# Best accessories for side carring crib?



## Kaydove (Jul 29, 2010)

I figured that my DD was getting too big for the arms reach co-sleeper so it looked it up and apparently its when baby can get up on hands and knees, not by a weight limit like I thought. Oops, we need move the crib in and side car it to the bed today!

I've heard of bungie cords being used to secure the mattresses together. What other 'accessories' did you use to get a safe and secure set up for your side carred crib?

Also, since she rolls and army crawls fast, I was thinking a toddler bed rail attached to the bed but in front of the crib would work. Thoughts? I would love one that folds down or something so I can move it out of the way at night.


----------



## IdentityCrisisMama (May 12, 2003)

We just have ours bungied together. I think we had a blanket rolled up to push the crib mattress closer to our mattress when DC was really young. But our crib is against the wall so it doesn't really move. One thing you may get now since they will be hard to find in the winter is a pool noodle. They seem like a good, cheap way to wedge the crib mattress closer to yours.


----------



## Songy (May 7, 2012)

I bought a few feet of that nylon strapping (like a backpack strap) and some of the clips that go with the strap (the clips that adjust and snap together - I hope that makes sense to you!) I strap the legs of the crib around the boards under my bed. I like the clips so I can unsnap it to get under the bed for cleaning. For me, it works better than the bungee cord b/c I can adjust the strap to the exact tightness and I don't have to go way under the bed to hook and unhook for cleaning.

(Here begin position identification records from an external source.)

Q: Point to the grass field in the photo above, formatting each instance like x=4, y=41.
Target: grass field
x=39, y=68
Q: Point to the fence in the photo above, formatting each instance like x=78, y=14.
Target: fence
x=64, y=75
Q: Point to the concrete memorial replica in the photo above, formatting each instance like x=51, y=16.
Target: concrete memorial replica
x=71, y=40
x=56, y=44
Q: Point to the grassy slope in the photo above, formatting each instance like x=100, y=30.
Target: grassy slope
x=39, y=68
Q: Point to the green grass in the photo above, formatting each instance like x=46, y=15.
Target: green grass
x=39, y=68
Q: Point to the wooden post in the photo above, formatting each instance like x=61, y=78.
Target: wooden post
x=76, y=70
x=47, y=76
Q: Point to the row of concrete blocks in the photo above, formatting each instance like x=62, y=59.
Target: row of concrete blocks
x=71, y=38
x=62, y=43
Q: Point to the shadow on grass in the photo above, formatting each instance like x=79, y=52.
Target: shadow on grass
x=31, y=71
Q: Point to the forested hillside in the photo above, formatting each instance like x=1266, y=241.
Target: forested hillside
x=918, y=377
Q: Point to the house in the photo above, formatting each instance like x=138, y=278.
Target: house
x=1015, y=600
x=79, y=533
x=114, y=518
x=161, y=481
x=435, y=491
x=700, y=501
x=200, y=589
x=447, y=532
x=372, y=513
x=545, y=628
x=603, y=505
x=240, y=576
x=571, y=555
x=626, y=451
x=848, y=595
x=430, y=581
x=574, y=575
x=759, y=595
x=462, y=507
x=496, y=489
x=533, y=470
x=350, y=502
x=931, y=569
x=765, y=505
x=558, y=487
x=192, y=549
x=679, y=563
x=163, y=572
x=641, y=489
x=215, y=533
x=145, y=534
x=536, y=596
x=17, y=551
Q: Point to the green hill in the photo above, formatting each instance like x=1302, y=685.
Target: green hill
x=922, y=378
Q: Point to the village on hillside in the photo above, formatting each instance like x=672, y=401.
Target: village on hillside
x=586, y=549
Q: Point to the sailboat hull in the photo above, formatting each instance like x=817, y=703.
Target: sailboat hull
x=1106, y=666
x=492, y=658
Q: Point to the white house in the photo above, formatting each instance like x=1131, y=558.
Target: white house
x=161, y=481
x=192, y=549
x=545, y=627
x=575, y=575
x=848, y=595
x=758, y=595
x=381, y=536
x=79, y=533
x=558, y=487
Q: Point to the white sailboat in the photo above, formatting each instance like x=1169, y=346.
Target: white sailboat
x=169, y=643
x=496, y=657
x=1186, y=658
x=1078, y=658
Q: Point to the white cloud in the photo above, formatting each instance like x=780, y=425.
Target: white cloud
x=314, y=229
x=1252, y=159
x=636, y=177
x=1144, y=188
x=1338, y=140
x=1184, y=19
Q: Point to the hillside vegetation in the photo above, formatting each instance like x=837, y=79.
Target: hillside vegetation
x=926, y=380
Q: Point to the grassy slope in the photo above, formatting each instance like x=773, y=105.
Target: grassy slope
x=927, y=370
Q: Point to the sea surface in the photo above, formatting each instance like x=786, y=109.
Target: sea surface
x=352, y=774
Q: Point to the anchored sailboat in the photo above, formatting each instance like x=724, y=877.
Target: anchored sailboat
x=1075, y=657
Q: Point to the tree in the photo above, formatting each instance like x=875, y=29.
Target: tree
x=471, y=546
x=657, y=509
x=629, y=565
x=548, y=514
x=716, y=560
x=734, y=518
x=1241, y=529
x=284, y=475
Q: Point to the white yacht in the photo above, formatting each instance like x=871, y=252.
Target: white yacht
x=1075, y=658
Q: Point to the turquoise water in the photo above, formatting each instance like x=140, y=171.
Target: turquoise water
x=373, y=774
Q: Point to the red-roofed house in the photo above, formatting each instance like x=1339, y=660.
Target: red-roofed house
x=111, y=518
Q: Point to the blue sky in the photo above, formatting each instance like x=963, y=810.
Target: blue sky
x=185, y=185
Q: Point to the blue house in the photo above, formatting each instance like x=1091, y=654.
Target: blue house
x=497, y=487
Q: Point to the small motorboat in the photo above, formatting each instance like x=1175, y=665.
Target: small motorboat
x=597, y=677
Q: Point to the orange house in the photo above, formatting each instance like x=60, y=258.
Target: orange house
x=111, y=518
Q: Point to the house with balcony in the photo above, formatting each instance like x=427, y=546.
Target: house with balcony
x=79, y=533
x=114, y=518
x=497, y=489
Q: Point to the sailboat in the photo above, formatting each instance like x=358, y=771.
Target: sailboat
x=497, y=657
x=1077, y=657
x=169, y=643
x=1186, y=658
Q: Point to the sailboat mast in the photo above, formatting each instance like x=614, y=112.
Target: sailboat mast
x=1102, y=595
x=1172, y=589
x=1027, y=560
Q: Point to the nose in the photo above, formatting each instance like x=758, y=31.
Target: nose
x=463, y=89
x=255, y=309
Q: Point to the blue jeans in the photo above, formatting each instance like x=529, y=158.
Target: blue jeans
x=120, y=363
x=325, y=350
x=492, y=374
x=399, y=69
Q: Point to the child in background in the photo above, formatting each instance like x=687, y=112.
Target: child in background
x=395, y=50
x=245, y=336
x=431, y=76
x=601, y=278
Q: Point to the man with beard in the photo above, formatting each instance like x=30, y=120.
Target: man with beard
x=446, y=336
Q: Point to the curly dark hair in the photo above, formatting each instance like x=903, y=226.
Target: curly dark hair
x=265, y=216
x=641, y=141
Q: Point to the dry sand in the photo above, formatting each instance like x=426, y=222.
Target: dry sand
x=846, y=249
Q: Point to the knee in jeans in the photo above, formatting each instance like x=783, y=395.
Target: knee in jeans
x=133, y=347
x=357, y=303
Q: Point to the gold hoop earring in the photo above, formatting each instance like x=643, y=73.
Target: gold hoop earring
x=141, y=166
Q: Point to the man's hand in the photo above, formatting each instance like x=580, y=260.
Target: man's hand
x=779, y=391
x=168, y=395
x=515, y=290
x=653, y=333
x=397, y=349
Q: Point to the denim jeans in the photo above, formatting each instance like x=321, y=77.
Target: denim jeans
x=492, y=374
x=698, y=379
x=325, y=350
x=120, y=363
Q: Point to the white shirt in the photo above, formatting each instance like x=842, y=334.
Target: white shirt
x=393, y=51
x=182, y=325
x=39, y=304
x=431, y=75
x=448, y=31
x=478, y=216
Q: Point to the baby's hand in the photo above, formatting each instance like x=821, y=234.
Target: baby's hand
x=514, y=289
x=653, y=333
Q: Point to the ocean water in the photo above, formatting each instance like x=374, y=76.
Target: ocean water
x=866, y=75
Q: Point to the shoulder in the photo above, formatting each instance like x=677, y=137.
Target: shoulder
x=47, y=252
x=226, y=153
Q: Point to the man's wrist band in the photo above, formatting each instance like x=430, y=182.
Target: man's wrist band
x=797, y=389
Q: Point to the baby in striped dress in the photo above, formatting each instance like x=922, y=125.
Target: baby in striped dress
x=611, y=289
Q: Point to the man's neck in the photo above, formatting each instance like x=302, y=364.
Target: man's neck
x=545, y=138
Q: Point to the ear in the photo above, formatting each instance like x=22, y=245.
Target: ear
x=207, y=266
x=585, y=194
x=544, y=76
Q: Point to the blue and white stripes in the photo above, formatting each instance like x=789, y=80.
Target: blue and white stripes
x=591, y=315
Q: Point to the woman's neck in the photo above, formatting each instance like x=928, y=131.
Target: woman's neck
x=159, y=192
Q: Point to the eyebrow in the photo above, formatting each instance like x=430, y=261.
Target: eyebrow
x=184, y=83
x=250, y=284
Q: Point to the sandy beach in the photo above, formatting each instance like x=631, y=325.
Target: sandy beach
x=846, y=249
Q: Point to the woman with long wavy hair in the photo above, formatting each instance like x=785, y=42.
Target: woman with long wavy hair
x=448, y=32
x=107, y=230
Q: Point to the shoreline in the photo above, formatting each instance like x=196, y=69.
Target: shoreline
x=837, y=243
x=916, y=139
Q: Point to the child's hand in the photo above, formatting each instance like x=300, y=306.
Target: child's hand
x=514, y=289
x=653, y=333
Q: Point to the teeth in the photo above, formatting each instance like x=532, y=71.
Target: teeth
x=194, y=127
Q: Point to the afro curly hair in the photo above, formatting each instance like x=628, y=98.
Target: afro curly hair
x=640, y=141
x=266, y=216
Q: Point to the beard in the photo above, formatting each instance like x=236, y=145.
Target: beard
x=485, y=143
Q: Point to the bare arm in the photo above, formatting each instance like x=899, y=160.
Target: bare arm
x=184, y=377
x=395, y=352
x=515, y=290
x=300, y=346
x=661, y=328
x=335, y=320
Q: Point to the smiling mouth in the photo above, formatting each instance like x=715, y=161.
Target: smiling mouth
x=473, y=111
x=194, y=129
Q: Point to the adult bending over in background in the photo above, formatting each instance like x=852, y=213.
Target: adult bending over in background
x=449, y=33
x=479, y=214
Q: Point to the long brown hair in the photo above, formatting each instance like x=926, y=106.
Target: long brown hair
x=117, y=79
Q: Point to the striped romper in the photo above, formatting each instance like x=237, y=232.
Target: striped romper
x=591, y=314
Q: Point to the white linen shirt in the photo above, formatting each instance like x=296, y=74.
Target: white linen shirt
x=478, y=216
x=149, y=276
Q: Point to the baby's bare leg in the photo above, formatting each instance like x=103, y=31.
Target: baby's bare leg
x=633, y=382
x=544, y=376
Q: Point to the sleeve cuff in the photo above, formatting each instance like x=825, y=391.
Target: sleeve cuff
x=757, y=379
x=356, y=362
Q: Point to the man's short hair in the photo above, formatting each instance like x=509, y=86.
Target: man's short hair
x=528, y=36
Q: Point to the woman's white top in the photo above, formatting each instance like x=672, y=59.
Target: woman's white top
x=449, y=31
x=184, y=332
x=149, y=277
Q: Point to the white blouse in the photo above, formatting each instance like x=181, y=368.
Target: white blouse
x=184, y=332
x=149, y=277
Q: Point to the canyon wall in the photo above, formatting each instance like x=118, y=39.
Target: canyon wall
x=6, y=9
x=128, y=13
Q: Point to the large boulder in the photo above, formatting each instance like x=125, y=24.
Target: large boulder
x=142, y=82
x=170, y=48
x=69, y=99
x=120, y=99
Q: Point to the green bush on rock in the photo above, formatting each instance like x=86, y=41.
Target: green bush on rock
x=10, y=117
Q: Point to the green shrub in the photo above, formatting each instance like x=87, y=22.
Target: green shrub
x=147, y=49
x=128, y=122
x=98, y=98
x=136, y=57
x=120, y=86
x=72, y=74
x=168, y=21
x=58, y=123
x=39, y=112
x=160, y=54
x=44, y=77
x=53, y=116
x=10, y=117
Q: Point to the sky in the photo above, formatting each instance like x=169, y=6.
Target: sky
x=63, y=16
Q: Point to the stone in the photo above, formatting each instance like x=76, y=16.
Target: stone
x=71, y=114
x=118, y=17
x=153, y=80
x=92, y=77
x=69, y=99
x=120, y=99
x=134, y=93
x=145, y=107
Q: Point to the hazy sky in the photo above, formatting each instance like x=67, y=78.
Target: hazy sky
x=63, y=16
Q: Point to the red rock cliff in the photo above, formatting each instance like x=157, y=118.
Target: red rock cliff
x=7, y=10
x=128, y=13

I used foam from a fabric store to wedge against the mattress. Because I have a platform bed with a frame around it (Ikea Malm,) I needed foam between the crib mattress and my mattress to cover the wood frame. I cut the foam using an electric bread knife, then covered it with the same fabric that you use to make cloth diaper covers. (This was a bit of a paint to get right. The biggest problem was the design of my bed. Also, the crib I bought had extra big end posts that were much thicker than the side railings, so that pushed the crib mattress away from my bed even further. I did finally get it right, though.)

I use a mini-crib b/c I don't have the room for a full-sized crib. Really, she sleeps mostly on the foam between the two beds, more than in her own crib or in my bed. I wish I could get a crib that is only half as wide b/c she really doesn't need all of that space. It would be great to just have two feet added onto my bed as a safe little haven for her, rather than a whole crib.

I use a square of rubberized flannel to make a smooth, waterproof surface over where the two beds come together. (Since the foam is between the two beds, I didn't want two little splits right where she sleeps the most. Probably not needed as much if you push the mattresses together and put the foam (or other filler) between the crib mattress and crib railing instead.)

My daughter is still pretty little, so I keep a little basket in her crib with my nighttime stuff (water, snack, nipple cream, burp cloth, etc.) since the side car prevents me from having my nightstand.

We are actually transitioning now to a different bed (for me.) This new bed is much higher than my old Ikea Malm bed, which presents new challenges. I tried to set it up yesterday and I now have to have the crib set on the highest height (was on the lowest) which makes me nervous as my daughter is nearly sitting up. My solution was to put the crib in the corner, then my bed up against it (thereby blocking 3 sides - two against the wall, one against my bed.) I think I'm going to push a chest of drawers up against the last side so there is no way she can climb up and fall over the railing. Other ideas: get rid of the box spring, get a half-box (box spring with half the height of a regular one,) or get rid of the frame and put my bed directly on the floor

Hope this isn't too confusing!


----------



## LaughingHyena (May 4, 2004)

We have a wooden bed frame, and I was advised that a pool noodle would be good for bridging the gap between our mattress and the cot one as they don't compress too much.

Bought the noodle in the end of summer sale, but never used it (well till they were learning to swim). Should really have measured that the cot would fit at the side of the bed first!


----------